Get the technical details in order:

The technical details to address before launching your PPC campaigns are:

  • Conversion tracking.
  • Linking Google Analytics to Google AdWords.
  • Setting up a Google Analytics dashboard that emails you daily.

If you have your Analytics linked to AdWords, you can create a dashboard in Google Analytics that sends you a nice PDF with some key AdWords metrics. You could also set up reporting through AdWords, but then you still have to click on a link and log in to AdWords to see the report. Metrics you’ll want to watch include CPC, CTR, impressions, bounce rate from PPC traffic and conversions from PPC.

Preview ads: AdWords will walk you through the process of setting up your campaigns, ad groups and ads. But there is one important step that AdWords doesn’t force you through ad preview.

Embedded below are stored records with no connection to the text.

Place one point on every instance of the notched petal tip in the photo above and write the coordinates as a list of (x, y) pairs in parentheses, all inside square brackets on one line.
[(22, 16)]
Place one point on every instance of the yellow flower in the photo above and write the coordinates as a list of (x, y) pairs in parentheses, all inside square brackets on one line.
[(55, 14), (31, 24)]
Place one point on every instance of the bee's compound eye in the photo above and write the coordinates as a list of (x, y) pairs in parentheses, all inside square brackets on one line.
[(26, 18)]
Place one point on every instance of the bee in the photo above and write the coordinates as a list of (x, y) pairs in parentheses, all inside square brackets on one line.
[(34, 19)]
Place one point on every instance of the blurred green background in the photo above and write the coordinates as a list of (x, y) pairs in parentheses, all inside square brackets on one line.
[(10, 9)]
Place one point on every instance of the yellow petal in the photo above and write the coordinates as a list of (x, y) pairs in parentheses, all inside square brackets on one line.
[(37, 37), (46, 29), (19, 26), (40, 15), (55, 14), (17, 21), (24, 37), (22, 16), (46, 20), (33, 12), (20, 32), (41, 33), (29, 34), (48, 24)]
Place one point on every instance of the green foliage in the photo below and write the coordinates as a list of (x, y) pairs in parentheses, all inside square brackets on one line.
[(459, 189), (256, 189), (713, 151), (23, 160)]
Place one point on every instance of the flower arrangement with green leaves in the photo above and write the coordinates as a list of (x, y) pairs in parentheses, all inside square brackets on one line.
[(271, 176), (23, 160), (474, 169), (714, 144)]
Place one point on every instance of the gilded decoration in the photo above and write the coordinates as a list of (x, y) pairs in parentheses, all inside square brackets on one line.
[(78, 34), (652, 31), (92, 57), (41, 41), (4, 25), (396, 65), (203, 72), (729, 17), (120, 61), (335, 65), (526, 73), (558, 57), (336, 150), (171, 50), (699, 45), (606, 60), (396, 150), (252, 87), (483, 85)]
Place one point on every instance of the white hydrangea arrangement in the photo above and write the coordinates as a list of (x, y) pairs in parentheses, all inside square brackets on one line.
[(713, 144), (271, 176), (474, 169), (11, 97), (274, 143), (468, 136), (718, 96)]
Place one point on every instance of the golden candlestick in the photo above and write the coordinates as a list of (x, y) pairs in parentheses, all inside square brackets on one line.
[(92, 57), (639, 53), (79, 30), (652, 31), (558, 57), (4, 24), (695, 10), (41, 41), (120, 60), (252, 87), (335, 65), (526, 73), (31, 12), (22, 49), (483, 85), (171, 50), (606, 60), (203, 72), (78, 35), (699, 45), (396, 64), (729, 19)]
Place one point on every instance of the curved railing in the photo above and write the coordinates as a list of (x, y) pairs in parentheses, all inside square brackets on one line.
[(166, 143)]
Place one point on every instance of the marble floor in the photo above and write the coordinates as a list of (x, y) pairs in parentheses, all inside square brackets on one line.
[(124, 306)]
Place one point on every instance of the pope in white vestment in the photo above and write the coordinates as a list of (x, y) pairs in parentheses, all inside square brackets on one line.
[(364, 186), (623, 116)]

Once you turn your campaigns on, use the Ad Preview and Diagnosis tool to see how things look in context. Do not do a live search in Google for your own ads. That impacts your click-through rate by generating impressions with no corresponding clicks. Lower click-through rates raise your costs.

Review Search Terms Report: Once your ads are live, review the search terms report weekly. This report tells you what terms triggered your ads. If you see terms that are irrelevant, add those keywords to your negative keywords for that ad group or campaign as appropriate. Do you feel ready to move from a PPC beginner to a PPC expert? If you use this guide and checklist to set up your first campaign, come back and let me know what challenges you faced along the way!